The state bears down on the Chinese characters in this story collection, Chinese-American Li’s debut.
Sasha and Boshen are watching a holiday parade in Chicago, surrounded by carefree young Americans unburdened by history. “I would trade my place with any one of them,” says 21-year-old Sasha, whose movements are restricted in China. No wonder the American concept of “moving on” is so magical. In “The Princess of Nebraska,” Sasha is in Chicago to get an abortion arranged by Boshen, an older, gay Chinese man. The father is Boshen’s ex-lover, a female role actor with the Peking Opera. The complicated back story overwhelms the intriguing three-way entanglement; “Love in the Marketplace” and “The Arrangement” are similarly affected by baggage. Other stories are simpler. In “Extra,” an unmarried middle-aged maid exults in maternal love for a six-year-old “extra,” the unwanted son of a discarded wife, while in “Son,” a “diamond bachelor” (Chinese-born U.S. citizen) tells his mother he’s not on the marriage market, because he’s gay. The most overtly political story is “Immortality” (winner of the Paris Review Plimpton Prize), an ambitious allegory cleverly linking the eunuchs who served the ancient dynasties to the fortunes of a young man who’s the spitting image of Mao and is chosen by the state, after the Chairman’s death, to impersonate him.

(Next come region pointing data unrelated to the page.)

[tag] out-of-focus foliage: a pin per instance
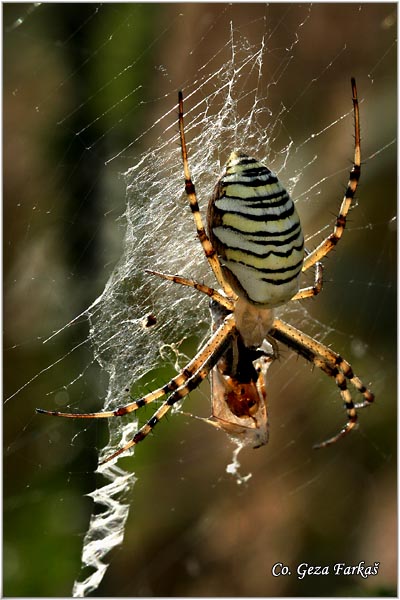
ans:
(192, 531)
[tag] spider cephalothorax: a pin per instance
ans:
(255, 248)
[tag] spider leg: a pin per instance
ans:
(209, 251)
(330, 242)
(330, 363)
(313, 290)
(213, 294)
(190, 384)
(216, 340)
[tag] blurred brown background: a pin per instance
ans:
(192, 530)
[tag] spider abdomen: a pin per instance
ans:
(254, 227)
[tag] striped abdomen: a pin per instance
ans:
(256, 231)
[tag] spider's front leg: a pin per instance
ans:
(331, 241)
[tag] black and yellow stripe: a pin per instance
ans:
(255, 228)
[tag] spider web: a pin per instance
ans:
(249, 90)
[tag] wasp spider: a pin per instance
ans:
(255, 248)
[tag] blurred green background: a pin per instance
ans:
(71, 101)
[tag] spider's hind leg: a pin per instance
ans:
(200, 287)
(330, 363)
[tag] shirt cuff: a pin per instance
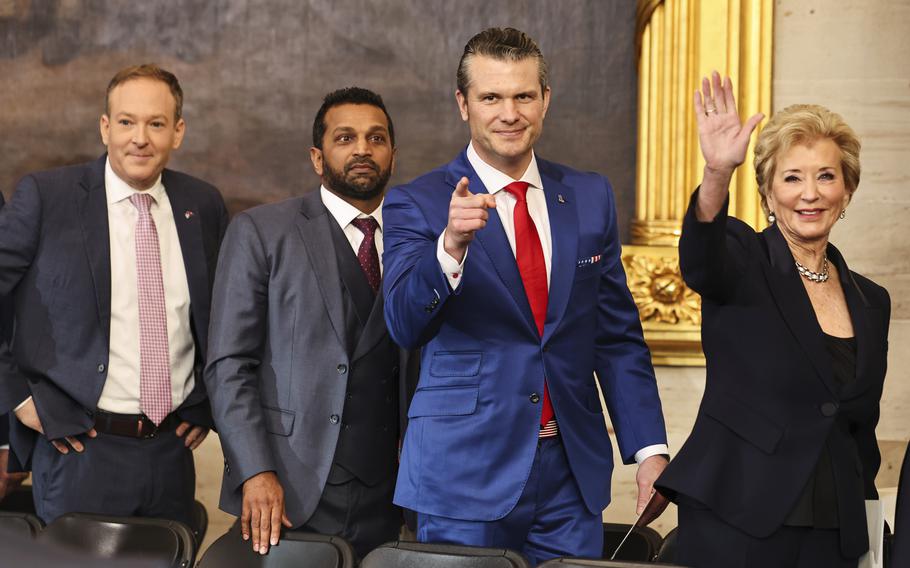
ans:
(450, 267)
(21, 404)
(648, 451)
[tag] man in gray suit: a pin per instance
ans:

But no story makes its point more cleanly than “Persimmons,” in which the peasant Lao Da has already had a run-in with the Birth Control Office for not reporting three extra children. When he is denied justice following his only son’s drowning by a corrupt county official, Lao Da goes on a rampage, killing 17 bureaucrats. The powerless man must resort to mass murder to show he is not a “soft persimmon”—a patsy.
Some ungainly plotting, but the author is one to watch.